Interest Rates Must Come Down To Save UK Economy
February 1, 2008 · Print This Article
Leading economists have warned that recession is coming unless the government tidies up its finances and cuts interest rates.
Economic forecasters at Ernst & Young’s ITEM Club say that the credit market turbulence will mean that the Bank of England will have to cut interest rates from their current level of 5.5% to 4.75% by the end of the year.
ITEM thinks that the chances of a UK recession are still fairly low, but it predicts that economic growth will slow from 3.1% last year to 1.8% in 2008.
It commented: “With the prospect of slower growth this year and hence slower tax revenues, ITEM forecasts a grim outlook for the public finances.”
The forecast for the country’s net deficit has been revised to £14bn by ITEM, which is well above the £8bn deficit forecast by the Treasury.
Chief economic adviser to the ITEM Club, Peter Spencer, said: “The Treasury failed to take advantage of years of good growth to put our public finances on a sounder basis, so our ability to respond by easing fiscal policy has been compromised.”

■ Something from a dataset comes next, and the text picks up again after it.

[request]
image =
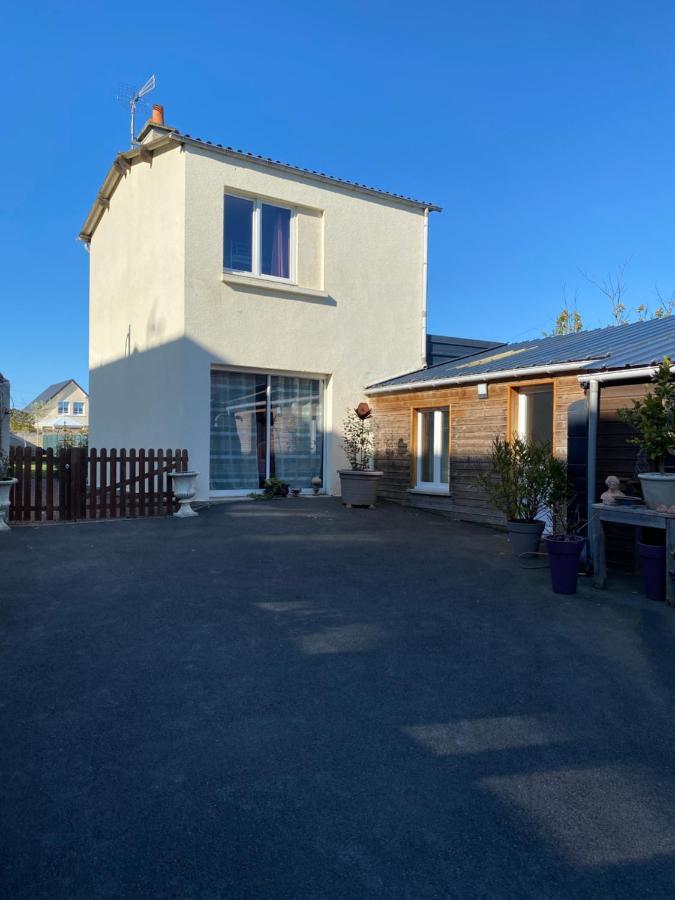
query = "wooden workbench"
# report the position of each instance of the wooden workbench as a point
(638, 517)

In the US president George Bush has announced a series of tax cuts which are designed to re-ignite US economy. ITEM says that the UK government should be prepared to breach its own ‘golden rule’ and allow public borrowing to rise.
Sadly, the enormous expense of bailing out Northern Rock has put the country’s finances on shaky ground, and left the Treasury with little room for manoeuvre without further funding itself.
Even the Chinese do not believe that their vibrant economy is immune to a slowdown in the US. Zhang Tao, a senior official at the People’s Bank of China, squashed ideas that China could distance itself from the woes in the US economy. He said that his country’s exports will be badly hit if demand from America weakens.